Monday 12 September 2016

What do visitor counts tell us?

Why did I get into a bate about visitor figures the other day? It's largely because of the spate of recent reports and commentaries about the decline of the public library service based on these numbers. I think there is an over reliance on what is, after all, pretty rubbish data.

Visitor counts are not measures of use. They are an approximation of — sometimes a wild stab at — the number of people who entered a building. If you were to tell me that visitor counts have declined by 30% over a given period I'd take your word for it. Personal experience and observation suggests that fewer people are in some (not all) of the libraries I visit than there used to be so you may be right. And the closing of libraries and nibbling away at opening hours over the past quarter of a century won't have helped any. But I'd be extremely sceptical that you had any forensic evidence to back up your percentage.

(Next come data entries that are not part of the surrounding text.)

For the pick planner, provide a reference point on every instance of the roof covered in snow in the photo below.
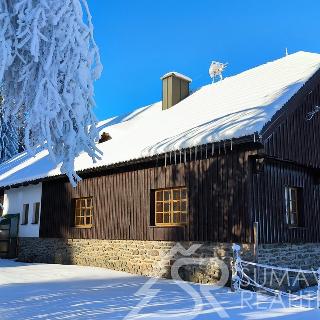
(236, 106)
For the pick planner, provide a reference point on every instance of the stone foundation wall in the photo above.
(150, 258)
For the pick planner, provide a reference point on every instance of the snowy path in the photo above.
(40, 291)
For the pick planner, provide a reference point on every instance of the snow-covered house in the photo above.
(236, 161)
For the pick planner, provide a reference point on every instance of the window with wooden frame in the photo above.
(25, 214)
(171, 207)
(292, 206)
(36, 213)
(83, 212)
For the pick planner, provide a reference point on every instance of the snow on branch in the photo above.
(48, 64)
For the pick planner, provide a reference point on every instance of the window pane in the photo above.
(176, 217)
(166, 218)
(83, 212)
(159, 218)
(166, 207)
(176, 194)
(170, 209)
(25, 214)
(183, 218)
(159, 195)
(184, 193)
(167, 195)
(36, 212)
(176, 206)
(159, 207)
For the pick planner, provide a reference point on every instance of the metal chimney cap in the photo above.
(176, 74)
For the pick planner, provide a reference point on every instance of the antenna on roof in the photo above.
(216, 69)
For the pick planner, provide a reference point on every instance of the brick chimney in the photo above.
(175, 87)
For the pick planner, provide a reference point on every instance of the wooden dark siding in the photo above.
(269, 203)
(218, 201)
(290, 136)
(294, 143)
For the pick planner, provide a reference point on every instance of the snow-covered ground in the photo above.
(42, 291)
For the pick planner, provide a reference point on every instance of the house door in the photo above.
(9, 236)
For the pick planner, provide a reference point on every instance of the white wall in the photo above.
(15, 198)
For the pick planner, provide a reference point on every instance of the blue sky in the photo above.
(140, 40)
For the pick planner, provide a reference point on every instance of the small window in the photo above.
(83, 212)
(292, 206)
(171, 207)
(36, 213)
(25, 214)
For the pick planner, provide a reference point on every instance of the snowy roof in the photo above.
(177, 74)
(236, 106)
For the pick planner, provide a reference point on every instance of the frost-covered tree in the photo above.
(9, 137)
(48, 63)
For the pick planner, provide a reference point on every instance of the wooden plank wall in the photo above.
(218, 201)
(269, 204)
(294, 138)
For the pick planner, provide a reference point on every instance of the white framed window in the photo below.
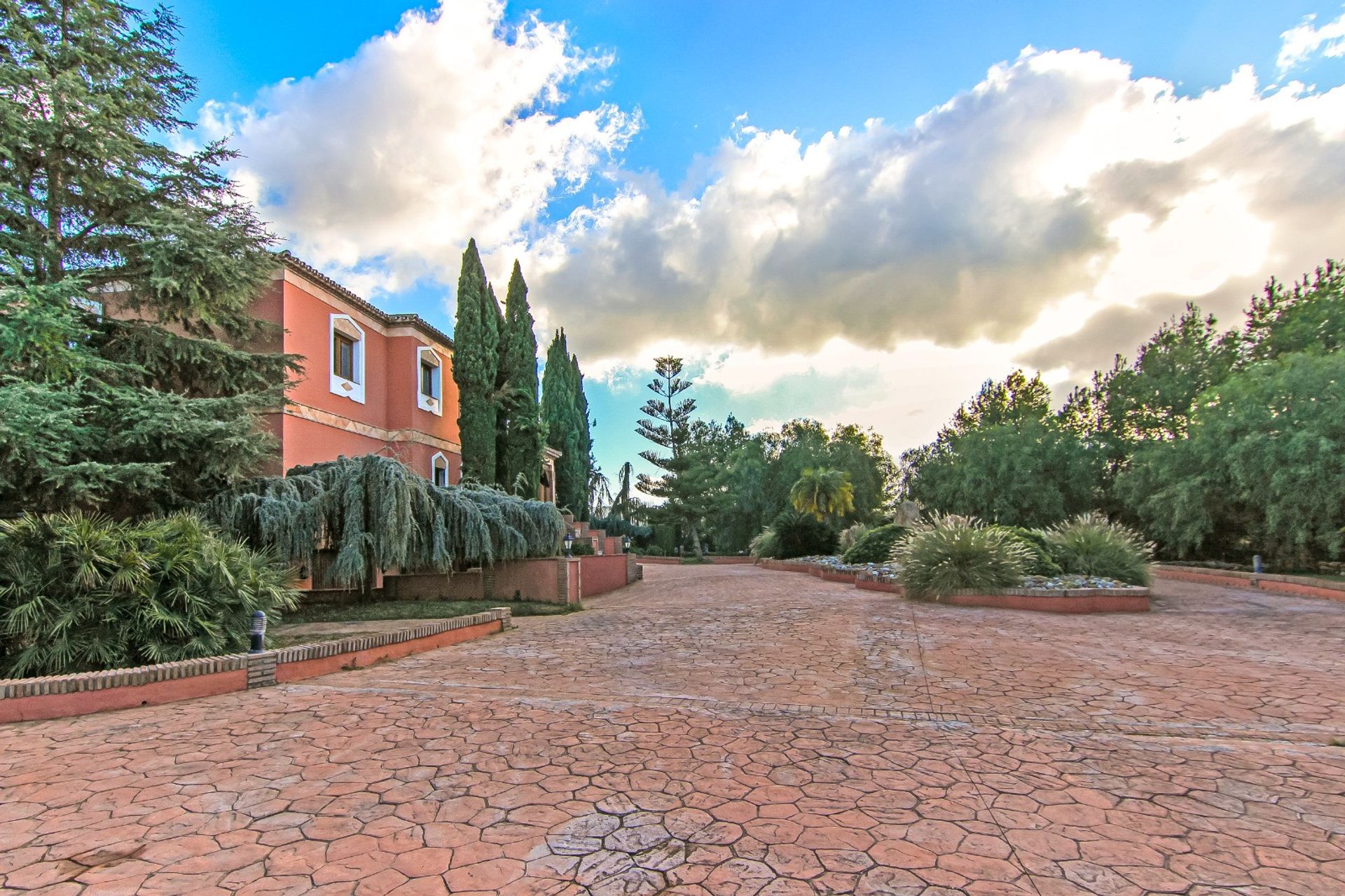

Does it actually matter that there are fewer visits? If I can sit in my living room and reserve a book then go and visit the library to pick it up I have immediately cut down the number of visits by at least 50%. But the library has delivered the same service, and much more conveniently for me. While I'm in the library I can still avail myself of all its other services and indulge in a bit of serendipitous discovery amongst the shelves but I am not compelled to an earlier visit with the sole purpose of queuing up at the counter to ask for a reservation to be placed.

Ah but issue figures are going down as well… And? Public libraries never only issued books. Literally an infinitely greater number of people use the public PCs in the library than they did in 1964. Do we have fifty years' worth of attendance figures for story times and author visits? Do we have decades-worth of comparative data of use for quiet study? Or any and all of the other stuff? How do we know that libraries aren't having fewer but richer visits?

But we're delivering less of a service… Are you capable of delivering a better quality of service now? Did you overstretch yourselves in the past and sometimes end up shortchanging your customer service? Were you giving one minute of your time to people who needed five? Were people put off asking for help because they saw that you were busy? High throughput isn't always a measure of high quality.

But visits are down… Do we have annual totals for the number of people who walked through the door, saw the length of the queue at the counter and thought: "I'll come back later?" No, we don't.

Which is why I got in a bit of a bate about it.